How to define a summary evaluator
Some metrics can only be defined on the entire experiment level as opposed to the individual runs of the experiment.
For example, you may want to compute the overall pass rate or f1 score of your evaluation target across all examples in the dataset.

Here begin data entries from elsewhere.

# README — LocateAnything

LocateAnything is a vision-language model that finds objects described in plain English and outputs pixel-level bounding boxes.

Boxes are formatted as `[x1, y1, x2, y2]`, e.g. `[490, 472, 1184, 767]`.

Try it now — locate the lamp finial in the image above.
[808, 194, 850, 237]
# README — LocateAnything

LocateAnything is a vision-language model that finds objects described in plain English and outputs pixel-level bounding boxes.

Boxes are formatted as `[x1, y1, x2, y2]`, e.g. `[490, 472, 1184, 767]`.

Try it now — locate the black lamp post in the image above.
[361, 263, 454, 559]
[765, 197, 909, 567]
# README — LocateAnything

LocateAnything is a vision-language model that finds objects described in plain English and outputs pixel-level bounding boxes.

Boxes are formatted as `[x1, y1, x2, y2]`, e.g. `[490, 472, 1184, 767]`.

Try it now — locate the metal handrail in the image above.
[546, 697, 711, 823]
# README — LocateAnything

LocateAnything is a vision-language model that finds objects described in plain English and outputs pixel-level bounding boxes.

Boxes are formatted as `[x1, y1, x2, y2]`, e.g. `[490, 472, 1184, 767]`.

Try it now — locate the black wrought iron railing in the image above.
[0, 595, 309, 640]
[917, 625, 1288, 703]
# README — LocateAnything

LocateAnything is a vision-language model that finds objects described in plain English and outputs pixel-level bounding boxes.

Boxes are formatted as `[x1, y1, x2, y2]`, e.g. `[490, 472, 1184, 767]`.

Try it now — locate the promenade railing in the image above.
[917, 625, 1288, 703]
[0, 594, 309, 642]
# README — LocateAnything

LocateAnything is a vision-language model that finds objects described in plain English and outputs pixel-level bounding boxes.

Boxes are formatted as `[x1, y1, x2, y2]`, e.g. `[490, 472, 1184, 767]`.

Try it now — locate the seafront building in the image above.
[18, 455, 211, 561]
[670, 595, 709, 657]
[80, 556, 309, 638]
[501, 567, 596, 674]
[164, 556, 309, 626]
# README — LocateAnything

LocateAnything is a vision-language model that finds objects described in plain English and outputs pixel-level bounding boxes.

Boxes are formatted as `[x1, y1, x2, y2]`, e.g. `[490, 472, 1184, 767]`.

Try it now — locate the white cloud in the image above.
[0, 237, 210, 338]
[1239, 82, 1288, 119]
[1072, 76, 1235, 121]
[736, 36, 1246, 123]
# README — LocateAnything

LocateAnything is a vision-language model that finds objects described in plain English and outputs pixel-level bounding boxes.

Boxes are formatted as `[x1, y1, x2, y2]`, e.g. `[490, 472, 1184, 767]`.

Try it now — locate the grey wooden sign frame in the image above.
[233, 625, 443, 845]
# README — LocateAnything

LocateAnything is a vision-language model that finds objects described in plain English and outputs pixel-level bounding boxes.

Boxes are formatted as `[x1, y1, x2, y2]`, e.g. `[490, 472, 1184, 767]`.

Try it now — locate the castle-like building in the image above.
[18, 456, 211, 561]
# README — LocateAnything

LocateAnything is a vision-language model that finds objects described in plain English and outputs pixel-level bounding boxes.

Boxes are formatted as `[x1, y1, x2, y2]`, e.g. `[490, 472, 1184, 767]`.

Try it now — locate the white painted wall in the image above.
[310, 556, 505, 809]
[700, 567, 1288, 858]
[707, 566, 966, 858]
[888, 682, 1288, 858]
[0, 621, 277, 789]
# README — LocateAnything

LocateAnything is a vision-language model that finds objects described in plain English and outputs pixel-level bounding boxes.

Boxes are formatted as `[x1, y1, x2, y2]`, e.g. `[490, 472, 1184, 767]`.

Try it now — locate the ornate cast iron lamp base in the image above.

These are called summary_evaluators
. Instead of taking in a single Run
and Example
, these evaluators take a list of each.
Below, we'll implement a very simple summary evaluator that computes overall pass rate:
- Python
- TypeScript
from langsmith.schemas import Example, Run
def summary_eval(runs: list[Run], examples: list[Example]) -> dict:
correct = 0
for i, run in enumerate(runs):
if run.outputs["output"] == examples[i].outputs["label"]:
correct += 1
if correct / len(runs) > 0.5:
return {"key": "pass", "score": True}
else:
return {"key": "pass", "score": False}
import { Run, Example } from "langsmith/schemas";
function summaryEval(runs: Run[], examples: Example[]) {
let correct = 0;
for (let i = 0; i < runs.length; i++) {
if (runs[i].outputs["output"] === examples[i].outputs["label"]) {
correct += 1;
}
}
return { key: "pass", score: correct / runs.length > 0.5 };
}
You can then pass this evaluator to the evaluate
method as follows:
- Python
- TypeScript
results = evaluate(
lambda inputs: label_query(inputs["text"]),
data=dataset_name,
evaluators=[correct_label],
summary_evaluators=[summary_eval],
experiment_prefix="Toxic Queries",
)
await evaluate((inputs) => labelQuery(inputs["input"]), {
data: datasetName,
evaluators: [correctLabel],
summaryEvaluators: [summaryEval],
experimentPrefix: "Toxic Queries",
});
In the LangSmith UI, you'll the summary evaluator's score displayed with the corresponding key.